How to Be an Antiracist is Kendi’s third book. While his previous book—Stamped From the Beginning—focused purely on the history and sociology of racism in America, How to Be an Antiracist weaves those lessons together with Kendi’s own experiences with racism (both as a target and an instigator of it). How to Be an Antiracist was a New York Times bestseller in 2020.
In this guide, we’ve organized Kendi’s lessons into three clear and actionable steps toward becoming antiracist: First, learn what racism is and how it evolved. Second, become aware of subtly racist ideas you might be carrying, and start working to move beyond them. Finally, support antiracist policies and work for true equality. Our commentary explores how racism became so deeply ingrained in our culture and why it’s so hard for us to let go of our racist ideas on an individual level. We’ll also suggest some specific ways you can implement Kendi’s ideas and start taking antiracist action.
Before starting his journey toward antiracism, Kendi believed racism was an integral part of society that couldn’t be removed. He also denied that he personally held racist ideas and performed racist acts.
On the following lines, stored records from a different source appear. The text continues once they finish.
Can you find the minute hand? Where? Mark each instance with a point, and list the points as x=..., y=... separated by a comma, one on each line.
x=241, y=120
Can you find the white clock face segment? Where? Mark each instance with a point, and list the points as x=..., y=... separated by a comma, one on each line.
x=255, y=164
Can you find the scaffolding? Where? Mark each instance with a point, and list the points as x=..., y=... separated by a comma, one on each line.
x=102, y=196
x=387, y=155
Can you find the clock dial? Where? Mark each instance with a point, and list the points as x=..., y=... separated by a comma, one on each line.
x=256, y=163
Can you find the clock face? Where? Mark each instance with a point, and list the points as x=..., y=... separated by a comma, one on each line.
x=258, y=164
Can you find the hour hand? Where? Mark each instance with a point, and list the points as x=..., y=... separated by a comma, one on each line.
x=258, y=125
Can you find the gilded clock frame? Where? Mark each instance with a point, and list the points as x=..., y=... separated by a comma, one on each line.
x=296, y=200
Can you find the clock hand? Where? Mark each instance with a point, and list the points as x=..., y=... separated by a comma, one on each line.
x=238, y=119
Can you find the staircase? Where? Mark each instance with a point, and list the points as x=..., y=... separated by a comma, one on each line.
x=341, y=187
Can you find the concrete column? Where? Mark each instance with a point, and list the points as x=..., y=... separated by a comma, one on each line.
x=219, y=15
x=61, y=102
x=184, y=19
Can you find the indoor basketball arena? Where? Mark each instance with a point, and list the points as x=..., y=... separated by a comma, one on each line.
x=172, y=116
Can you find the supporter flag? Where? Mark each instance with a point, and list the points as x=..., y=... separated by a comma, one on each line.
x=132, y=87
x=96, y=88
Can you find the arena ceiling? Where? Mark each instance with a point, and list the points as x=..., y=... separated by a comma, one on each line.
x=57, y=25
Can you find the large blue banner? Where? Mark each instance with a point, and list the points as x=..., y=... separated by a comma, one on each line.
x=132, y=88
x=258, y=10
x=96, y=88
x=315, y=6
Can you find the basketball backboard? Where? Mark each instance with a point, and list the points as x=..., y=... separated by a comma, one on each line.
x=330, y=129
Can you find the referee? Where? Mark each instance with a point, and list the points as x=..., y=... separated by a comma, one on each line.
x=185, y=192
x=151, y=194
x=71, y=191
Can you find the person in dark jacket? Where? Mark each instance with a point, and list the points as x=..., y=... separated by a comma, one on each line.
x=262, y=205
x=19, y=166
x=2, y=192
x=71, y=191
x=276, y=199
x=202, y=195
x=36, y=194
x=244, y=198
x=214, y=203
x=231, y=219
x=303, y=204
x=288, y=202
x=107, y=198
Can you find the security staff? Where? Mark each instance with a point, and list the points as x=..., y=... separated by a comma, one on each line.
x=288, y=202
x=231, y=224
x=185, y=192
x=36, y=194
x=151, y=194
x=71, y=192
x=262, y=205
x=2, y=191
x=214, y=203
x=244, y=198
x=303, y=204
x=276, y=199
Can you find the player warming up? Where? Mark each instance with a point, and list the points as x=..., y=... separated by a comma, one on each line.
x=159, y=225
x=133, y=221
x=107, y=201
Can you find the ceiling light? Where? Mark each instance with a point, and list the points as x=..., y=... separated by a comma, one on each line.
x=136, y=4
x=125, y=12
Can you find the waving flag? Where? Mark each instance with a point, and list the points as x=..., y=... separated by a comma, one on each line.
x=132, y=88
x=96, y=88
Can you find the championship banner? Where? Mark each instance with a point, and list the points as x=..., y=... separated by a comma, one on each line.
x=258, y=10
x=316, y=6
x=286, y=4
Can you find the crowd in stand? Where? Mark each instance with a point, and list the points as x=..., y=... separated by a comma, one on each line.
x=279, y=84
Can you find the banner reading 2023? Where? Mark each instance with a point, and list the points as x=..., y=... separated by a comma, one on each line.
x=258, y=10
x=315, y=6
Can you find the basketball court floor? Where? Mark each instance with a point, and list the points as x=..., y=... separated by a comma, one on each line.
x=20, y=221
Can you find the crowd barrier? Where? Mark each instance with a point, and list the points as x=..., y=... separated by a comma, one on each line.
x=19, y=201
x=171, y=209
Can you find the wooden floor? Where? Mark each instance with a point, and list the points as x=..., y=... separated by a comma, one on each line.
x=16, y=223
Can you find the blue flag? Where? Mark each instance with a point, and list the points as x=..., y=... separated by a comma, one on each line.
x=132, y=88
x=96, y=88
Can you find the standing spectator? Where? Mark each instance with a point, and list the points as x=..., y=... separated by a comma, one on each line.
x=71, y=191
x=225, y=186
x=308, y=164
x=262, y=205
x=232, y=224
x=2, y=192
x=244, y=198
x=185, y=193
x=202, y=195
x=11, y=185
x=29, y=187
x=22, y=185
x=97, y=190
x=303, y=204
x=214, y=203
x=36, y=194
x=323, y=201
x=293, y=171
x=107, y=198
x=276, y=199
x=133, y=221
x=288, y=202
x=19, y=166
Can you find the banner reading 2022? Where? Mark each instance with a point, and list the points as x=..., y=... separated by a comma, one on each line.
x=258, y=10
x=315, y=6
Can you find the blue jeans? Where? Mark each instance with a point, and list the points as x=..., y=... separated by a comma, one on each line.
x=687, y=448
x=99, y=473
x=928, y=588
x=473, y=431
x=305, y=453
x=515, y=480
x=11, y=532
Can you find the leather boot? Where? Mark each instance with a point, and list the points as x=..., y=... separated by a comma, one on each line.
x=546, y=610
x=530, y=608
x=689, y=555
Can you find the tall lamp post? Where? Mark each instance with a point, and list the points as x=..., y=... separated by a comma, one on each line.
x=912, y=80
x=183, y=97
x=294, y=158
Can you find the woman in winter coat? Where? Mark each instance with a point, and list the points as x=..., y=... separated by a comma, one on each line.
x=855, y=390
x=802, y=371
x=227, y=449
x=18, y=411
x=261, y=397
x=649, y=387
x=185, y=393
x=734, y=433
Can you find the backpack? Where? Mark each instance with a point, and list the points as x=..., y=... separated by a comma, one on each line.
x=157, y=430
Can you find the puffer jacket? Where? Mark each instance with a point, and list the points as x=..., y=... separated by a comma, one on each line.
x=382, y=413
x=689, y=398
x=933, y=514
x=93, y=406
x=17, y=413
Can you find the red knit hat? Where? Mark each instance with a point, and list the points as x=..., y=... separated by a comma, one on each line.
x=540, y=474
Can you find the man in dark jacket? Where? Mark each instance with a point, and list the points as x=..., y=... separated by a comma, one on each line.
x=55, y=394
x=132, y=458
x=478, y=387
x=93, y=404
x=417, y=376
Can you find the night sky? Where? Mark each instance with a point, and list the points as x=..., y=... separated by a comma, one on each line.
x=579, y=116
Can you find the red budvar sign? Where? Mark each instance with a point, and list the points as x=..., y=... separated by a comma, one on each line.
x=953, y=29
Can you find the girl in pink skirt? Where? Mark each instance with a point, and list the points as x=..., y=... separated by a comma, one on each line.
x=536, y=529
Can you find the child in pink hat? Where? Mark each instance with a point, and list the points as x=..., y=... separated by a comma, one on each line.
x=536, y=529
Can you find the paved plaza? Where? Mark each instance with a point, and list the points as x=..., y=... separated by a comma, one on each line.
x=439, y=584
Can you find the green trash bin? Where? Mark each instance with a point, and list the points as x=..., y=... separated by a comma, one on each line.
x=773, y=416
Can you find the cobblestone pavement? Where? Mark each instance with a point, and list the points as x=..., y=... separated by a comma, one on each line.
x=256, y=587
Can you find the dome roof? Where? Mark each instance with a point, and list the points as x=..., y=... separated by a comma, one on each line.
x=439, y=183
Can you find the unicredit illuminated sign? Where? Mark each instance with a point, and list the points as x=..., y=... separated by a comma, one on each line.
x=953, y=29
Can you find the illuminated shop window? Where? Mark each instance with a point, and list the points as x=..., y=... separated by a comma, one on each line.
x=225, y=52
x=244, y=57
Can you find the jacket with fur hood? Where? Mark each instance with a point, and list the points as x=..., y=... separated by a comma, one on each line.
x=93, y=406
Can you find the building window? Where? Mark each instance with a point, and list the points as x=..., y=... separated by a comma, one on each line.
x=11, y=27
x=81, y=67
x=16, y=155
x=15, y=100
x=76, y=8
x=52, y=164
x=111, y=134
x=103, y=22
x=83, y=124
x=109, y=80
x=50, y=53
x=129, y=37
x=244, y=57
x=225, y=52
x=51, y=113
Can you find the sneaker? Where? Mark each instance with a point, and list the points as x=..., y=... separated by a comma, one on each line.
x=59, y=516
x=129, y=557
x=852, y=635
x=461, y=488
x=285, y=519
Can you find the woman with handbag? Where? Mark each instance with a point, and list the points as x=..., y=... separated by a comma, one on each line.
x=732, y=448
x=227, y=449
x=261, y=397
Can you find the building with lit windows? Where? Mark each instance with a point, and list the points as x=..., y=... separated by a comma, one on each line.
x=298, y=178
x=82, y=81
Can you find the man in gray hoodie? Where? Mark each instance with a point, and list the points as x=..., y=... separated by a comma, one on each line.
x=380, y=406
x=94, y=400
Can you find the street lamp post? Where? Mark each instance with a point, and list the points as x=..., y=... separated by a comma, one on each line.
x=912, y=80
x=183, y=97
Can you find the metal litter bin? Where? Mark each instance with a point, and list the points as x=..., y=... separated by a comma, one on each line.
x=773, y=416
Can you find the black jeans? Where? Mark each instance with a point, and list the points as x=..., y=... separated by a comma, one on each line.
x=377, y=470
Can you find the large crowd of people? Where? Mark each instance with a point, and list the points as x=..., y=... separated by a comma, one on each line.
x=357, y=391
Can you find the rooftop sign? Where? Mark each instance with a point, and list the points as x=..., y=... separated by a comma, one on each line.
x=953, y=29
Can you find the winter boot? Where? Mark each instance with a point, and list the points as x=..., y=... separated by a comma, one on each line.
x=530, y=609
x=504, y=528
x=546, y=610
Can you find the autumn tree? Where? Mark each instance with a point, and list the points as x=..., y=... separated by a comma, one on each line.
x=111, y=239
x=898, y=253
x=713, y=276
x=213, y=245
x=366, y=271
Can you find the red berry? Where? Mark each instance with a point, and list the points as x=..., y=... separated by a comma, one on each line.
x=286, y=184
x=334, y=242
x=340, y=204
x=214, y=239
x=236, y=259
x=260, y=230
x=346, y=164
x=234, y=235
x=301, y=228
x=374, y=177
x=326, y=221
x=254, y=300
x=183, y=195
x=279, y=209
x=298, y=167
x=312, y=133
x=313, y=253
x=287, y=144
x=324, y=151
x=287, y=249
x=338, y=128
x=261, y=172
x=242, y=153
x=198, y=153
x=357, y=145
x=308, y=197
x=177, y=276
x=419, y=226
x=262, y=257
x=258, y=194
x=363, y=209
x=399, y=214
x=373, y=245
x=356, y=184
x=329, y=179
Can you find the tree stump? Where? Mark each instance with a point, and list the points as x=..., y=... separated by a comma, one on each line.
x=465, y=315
Kendi didn’t want to reexamine his ideas about racism, and this isn’t uncommon; it’s hard for people to change beliefs that they hold strongly.
However, as he continued his studies and the Black Lives Matter movement launched, Kendi began to reassess his ideas about what racism is and what he could do about it. Eventually, he revised his definition of racism to the one given in this book: Racism includes all ideas and all policies that promote inequity between people of different races.
To start working toward being antiracist, Kendi first had to accept that he could sometimes be racist. He acknowledged that he held racist ideas and supported racist policies because he had grown up in a racist country, and he listed the racist ideas and policies that he personally subscribed to. Then, he intentionally let go of those beliefs and replaced them with antiracist ones—beliefs that promote equality.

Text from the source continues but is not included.